EU may monitor searches under guise of child porn prevention

The European Parliament's website urging its members to sign Declaration 29 seems well-meaning enough, with a frightened-looking child and a plea to end sexual harassment, child porn, and pedophilia. However, privacy advocates are concerned over a semi-hidden rider on the declaration that allows EU member states to retain data from search engines, essentially eliminating any privacy EU citizens previously had when surfing the Web.

The stated purpose of Declaration 29 is to set up an early warning system (EWS) to target pedophiles and sex offenders. The statement itself is somewhat vague about how this would be done, but claims that pedophiles currently enjoy "freedom of action, putting them on the same footing as honest citizens and making it difficult for the authorities to trace them."

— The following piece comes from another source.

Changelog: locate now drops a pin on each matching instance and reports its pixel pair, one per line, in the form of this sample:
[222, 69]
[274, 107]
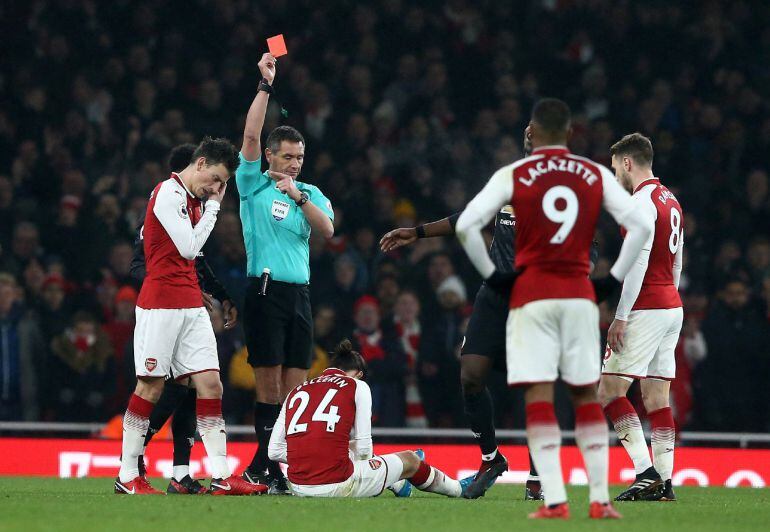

As such, the EU is calling on members to implement Directive 2006/24/EC—also known as the Data Retention Directive—in order to "tackle online child pornography and sex offending rapidly and effectively." Once the declaration has 369 signatures, it will be adopted—as of this writing, it has 324.

The problem is that the Data Retention Directive makes it simple for EU states to monitor the Internet searches of citizens. This has led privacy advocates to urge parliament members to withdraw their signatures in support of Declaration 29. One member of the parliament, Christian Engström, indicated on his blog that he believes many of those who have signed the declaration were misled and don't realize the full implications of the Data Retention Directive. He notes that the marketing materials don't mention the directive by name (only by number).

Another parliament member, Cecilia Wikström, wrote an open letter to her fellow parliament members saying that she made a mistake in signing the declaration. "The Written Declaration is supposed to be about an early-warning system for the protection of children. Long-term storage of citizens’ data has clearly nothing to do with 'early warning' for any purpose," Wikström wrote. "[I]t seems very likely that MEPs signed the Written Declaration unaware of this aspect of the text, just like I did... The declaration is likely to get all the signature[s] it needs and therefore I urge those of you who may have signed it by mistake to withdraw your signature."

Given the EU's pressure on companies like Google to keep cutting their data retention periods, the attempt to slide this one under the radar seems suspicious. As Engström points out, concerned citizens should contact their parliament members about the issue soon, before the signature requirement is met.